The doc co-authoring skill from Anthropic provides AI assistants with structured workflows for guiding users through collaborative document creation. Rather than unstructured back-and-forth editing, this skill establishes a three-stage process—context gathering, refinement through iteration, and reader testing—that ensures documents work effectively when others read them.

What This Skill Does

This skill guides users through professional document creation via active workflow management across three distinct stages. Context gathering closes knowledge gaps between users and AI, enabling smart guidance later. Refinement builds documents section-by-section through brainstorming options, curating selections, and iterative editing.
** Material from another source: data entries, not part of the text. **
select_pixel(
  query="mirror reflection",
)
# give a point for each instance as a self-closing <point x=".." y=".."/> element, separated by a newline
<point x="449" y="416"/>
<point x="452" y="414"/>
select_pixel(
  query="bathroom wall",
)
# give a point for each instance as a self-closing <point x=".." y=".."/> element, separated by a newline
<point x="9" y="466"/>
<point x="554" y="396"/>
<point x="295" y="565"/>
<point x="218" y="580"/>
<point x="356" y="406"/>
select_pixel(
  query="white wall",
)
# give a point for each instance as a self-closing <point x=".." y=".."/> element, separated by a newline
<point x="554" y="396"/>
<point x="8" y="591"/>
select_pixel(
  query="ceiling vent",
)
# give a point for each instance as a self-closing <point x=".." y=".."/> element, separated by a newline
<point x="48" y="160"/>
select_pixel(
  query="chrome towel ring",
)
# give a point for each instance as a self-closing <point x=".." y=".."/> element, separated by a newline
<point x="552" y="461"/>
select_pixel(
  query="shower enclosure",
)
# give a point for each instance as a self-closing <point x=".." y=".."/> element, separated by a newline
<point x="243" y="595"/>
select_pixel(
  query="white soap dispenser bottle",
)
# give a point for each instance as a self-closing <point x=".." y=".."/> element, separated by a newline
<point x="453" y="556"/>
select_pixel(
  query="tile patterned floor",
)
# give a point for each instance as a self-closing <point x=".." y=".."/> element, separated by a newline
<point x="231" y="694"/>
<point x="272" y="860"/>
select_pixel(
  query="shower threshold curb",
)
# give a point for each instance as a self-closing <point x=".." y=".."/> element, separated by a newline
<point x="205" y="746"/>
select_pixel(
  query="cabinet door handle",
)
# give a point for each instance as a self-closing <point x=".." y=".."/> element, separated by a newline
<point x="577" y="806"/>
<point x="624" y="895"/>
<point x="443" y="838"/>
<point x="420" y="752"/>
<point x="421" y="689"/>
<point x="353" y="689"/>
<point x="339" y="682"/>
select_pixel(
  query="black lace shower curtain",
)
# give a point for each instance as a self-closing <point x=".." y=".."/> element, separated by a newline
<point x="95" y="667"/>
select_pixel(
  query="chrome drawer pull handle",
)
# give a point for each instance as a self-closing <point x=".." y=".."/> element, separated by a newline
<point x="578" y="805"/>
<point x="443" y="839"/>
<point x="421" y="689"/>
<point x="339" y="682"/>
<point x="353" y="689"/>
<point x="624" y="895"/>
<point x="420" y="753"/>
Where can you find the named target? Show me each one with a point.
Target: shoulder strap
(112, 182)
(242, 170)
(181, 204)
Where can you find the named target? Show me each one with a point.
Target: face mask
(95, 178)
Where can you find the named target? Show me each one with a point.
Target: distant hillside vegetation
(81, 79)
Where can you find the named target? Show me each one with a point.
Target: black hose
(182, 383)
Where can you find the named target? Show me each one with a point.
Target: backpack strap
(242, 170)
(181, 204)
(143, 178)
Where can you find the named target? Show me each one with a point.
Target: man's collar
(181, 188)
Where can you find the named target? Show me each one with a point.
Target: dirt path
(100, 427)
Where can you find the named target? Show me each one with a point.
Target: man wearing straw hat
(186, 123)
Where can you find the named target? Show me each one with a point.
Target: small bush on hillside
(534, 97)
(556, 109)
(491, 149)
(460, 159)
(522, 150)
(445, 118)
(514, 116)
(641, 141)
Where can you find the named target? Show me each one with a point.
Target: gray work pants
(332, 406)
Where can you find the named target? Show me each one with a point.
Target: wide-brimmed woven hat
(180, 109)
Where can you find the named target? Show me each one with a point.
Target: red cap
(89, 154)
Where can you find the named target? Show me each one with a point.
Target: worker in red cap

Reader testing validates documents with fresh AI instances having no context bleed, catching blind spots before human readers encounter them.

The workflow applies to various document types: technical specifications, decision documents, proposals, PRDs, design docs, or RFCs. Each follows the same structure but adapts to type-specific templates and audience requirements. Memos for executives emphasize brevity; technical specs provide detail; proposals focus on persuasion—the skill adjusts appropriately.

What makes this approach effective is the emphasis on testing. Documents written collaboratively between users and AI often make sense to participants but confuse fresh readers. By testing with a fresh AI instance (no shared context), the skill identifies assumptions, ambiguities, or missing explanations before documents circulate to stakeholders.

Getting Started

The skill triggers when users mention writing documentation, creating proposals, drafting specs, or similar structured content tasks. Upon triggering, it offers the three-stage workflow with explanations of each stage, then asks if users want structured guidance or prefer freeform writing.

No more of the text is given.